Blessed Art Those Among Women? – Unanticipated Consequences for Male Researchers Engaged in Feminist Research

Tom Clonan, Dublin Institute of Technology

Global Conference on Femininity and Masculinity, 2011, Warsaw

Abstract

Blessed Art Those Among Women? – Unanticipated Consequences for Male Researchers Engaged in Feminist Research

From 1996 to 2000, Captain Tom Clonan, a serving officer in the Irish military, conducted doctoral research into the status and roles assigned female personnel in the Irish Armed Forces.

As a male officer in a male-dominated organisation engaged in counter insurgency operations in Ireland and peace-enforcement operations abroad, the researcher did not fit the traditional, paradigmatic notion of a ‘feminist researcher’ as described in much of the literature on feminist research.

The researcher’s initial findings were perhaps unsurprising and broadly consistent with the hypothesized outcomes for women and minority groups within work-place settings with little or no commitment to equality.

The research revealed an organisation which actively and explicitly discriminated against female personnel in a systematic fashion. An audit of the deployment of female personnel within the armed forces revealed a ‘pristine’ gender division of labour.

Unanticipated findings also became apparent with clear evidence of military policies and standard operating procedures – as they applied to female soldiers - which were contrary to Irish and EU legislation. Many of these policies were also in direct contravention of the Geneva Conventions.

Other unanticipated findings included the discovery of widespread bullying, harassment, sexual harassment, sexual assault and rape of female soldiers by male colleagues. The manner in which the researcher established these findings also flies in the face of the conventional wisdom of the literature on feminist research methodology - particularly as it applies to structural power differences between male researchers and female research participants.

As a result of conducting this feminist research, the author was ostracised by his military colleagues. The Irish military authorities used the Irish print and electronic media to refute the findings of his research and engaged in a highly publicised strategy of character assassination throughout 2001. (This ‘whistleblower reprisal’ was dealt with in an Irish state radio (RTE) documentary broadcast in September 2007)

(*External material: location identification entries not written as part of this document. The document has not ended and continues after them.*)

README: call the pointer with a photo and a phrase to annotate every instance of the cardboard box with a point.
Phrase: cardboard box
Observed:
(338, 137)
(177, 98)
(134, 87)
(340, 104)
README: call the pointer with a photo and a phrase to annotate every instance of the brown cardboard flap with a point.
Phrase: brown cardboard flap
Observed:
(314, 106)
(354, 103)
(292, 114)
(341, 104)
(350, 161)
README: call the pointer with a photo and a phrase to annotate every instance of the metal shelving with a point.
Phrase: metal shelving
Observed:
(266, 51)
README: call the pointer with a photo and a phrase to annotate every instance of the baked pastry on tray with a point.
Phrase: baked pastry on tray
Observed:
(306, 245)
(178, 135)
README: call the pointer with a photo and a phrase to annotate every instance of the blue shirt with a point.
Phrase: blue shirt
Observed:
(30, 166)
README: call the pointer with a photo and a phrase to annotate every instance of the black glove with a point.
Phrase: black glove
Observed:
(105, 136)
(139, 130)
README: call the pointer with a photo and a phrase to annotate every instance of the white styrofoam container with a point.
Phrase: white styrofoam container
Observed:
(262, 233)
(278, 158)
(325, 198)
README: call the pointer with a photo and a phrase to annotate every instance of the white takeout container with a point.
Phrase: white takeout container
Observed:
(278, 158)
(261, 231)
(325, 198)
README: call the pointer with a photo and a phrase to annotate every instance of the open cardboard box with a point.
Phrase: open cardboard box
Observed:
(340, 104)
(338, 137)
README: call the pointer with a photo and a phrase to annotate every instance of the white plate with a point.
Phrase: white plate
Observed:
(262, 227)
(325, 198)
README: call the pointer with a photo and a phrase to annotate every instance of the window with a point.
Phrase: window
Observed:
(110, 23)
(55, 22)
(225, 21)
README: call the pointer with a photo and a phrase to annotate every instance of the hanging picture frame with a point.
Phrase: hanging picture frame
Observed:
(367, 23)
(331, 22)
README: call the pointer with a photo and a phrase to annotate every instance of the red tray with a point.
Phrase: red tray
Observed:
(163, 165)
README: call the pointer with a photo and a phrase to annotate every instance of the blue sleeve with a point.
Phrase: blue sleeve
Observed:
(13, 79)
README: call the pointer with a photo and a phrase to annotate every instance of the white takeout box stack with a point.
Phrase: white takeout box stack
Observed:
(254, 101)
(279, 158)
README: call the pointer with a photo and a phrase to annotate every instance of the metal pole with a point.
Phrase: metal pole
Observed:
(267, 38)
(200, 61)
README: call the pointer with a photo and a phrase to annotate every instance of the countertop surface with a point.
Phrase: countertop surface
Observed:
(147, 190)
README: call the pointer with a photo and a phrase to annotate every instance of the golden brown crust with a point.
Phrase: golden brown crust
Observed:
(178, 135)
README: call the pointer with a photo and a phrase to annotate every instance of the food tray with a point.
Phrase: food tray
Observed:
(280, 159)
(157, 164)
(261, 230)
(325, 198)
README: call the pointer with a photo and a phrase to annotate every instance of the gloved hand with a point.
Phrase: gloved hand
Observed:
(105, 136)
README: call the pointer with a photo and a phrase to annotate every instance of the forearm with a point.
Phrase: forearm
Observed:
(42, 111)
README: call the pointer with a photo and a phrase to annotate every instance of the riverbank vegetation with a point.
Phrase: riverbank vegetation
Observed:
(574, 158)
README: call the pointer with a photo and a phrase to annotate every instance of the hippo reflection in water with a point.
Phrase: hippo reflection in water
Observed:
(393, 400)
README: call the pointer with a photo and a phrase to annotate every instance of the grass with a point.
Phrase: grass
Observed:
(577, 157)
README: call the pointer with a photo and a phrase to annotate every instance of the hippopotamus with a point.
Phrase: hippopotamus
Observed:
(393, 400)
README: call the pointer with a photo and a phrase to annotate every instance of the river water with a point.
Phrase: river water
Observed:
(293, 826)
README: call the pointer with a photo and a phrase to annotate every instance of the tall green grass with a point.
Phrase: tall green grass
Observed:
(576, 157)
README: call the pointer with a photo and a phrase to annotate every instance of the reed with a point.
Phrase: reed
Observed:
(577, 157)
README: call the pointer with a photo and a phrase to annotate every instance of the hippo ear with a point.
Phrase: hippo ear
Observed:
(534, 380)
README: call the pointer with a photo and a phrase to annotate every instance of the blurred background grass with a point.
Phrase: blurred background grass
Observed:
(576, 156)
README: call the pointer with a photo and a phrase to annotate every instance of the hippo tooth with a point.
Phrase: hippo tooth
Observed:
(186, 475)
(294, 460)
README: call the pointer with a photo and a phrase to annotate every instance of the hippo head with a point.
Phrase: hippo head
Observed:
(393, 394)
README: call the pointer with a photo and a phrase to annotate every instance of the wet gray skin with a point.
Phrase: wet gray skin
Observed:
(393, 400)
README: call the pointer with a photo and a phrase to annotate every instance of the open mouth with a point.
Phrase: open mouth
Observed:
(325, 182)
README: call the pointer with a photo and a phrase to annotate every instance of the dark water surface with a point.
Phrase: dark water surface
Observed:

In 2003 an independent Irish government report vindicated Dr. Clonan's findings. This paper will outline the consequences for Dr. Clonan of conducting feminist research in a sensitive and secretive setting. It will suggest ways in which feminist theory and the literature on feminist research methodology might benefit from an analysis or consideration of both the positive and negative impact that feminist research might have on male or female researchers and their subjects.